The county reportedly plans to appeal the July 26 court ruling that soundly rejected the Saddle Crest development and the eviscerating amendments to the Foothill-Trabuco Specific Plan or FTSP and the county general plan.

The 65-unit tract development violated the FTSP, so the county, seemingly beholden to the developer, concocted amendments to the FTSP and general plan that assailed the longstanding land use rules for Orange County’s unique foothill canyons.

Those amendments would have changed the shape of the rural canyons forever by allowing ancient oak forests to be replaced with acorns and seedlings, by flattening out natural hills and valleys, and by packing in tract homes, first along scenic Santiago Canyon Road with this development, then throughout and beyond Trabuco Canyon.

The tentacles of this disastrous scheme reached far beyond Saddle Crest’s 113 acres, loosening standards in places like North Tustin, Orange Park Acres, Silverado Canyon, Modjeska Canyon and Coto de Caza, where land use is governed by the general plan or a specific plan.

Repeatedly throughout the administrative process, Rutter Development Corp. made it clear that it had one plan and one plan only. Not only did the developer not offer any plan that complied with the FTSP, it refused to budge on any facet of the project design or the plan amendments. It’s this plan or nothing, said Rutter, evidently confident of a successful final outcome.

Former 3rd District Supervisor Bill Campbell then put county planners and lawyers to work gutting the FTSP and general plan so that this project, blatantly defying the goals of these longstanding policy documents, might somehow be approved. Campbell turned a deaf ear to citizens and groups from all parts of Orange County and beyond who voiced fervent and well-informed opposition. Large numbers testified at hearings, wrote letters, and signed petitions, all to no avail. A coalition of public interest groups finally filed a lawsuit last fall challenging the supervisors’ reckless decision to approve Saddle Crest and the plan amendments.

Superior Court Judge Steven L. Perk ruled that Saddle Crest and the plan amendments violate California’s planning, zoning and environmental laws. As a result, Saddle Crest cannot move forward.

While the court victory is vindicating, a simple “no” vote from our full-time, elected Board of Supervisors would have avoided this massive waste of time, money and legal wrangling. It would also have sent a clear and simple message to future applicants for development approvals: Follow the rules.

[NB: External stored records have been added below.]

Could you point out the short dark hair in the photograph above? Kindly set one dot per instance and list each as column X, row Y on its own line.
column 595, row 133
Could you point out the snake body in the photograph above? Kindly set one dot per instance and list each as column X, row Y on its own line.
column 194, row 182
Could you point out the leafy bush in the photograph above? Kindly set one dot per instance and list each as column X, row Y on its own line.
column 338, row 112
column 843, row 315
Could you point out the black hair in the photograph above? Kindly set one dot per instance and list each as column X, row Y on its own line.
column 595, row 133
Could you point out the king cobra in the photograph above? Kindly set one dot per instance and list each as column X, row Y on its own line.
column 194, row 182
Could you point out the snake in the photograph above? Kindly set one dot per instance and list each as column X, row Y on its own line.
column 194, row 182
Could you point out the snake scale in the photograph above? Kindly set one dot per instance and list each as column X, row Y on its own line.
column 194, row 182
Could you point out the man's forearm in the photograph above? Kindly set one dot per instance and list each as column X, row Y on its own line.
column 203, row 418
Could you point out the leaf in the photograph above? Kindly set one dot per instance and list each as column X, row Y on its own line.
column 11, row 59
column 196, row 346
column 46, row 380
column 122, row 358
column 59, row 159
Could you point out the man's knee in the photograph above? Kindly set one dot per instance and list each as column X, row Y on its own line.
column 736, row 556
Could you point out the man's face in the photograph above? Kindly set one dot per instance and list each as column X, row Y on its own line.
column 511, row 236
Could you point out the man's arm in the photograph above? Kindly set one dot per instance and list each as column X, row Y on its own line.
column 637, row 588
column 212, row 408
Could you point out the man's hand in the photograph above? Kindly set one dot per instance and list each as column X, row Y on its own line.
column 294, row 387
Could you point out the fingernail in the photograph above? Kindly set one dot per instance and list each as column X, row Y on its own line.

The board’s failure is especially outrageous, because the unanimous vote in favor of the project was apparently another example of “supervisorial prerogative,” the unstated rule that the supervisor in whose district a project lies dictates how the other supervisors vote. Although two other supervisors, Bates and Nelson, voiced significant misgivings about the project and the amendments at the final hearing, they, along with the other supervisors, cast their superfluous votes in lockstep with Campbell.

Under the prerogative, elected officials become mere automatons programmed to deliver the political favor for the single district supervisor, and major campaign contributors like Rutter (which apparently bundled campaign contributions with its lobbyists and consultants), enjoy unwarranted bang for the buck. It’s an easy formula: Load up contributions to the district supervisor and sprinkle some on the others to clinch the vote.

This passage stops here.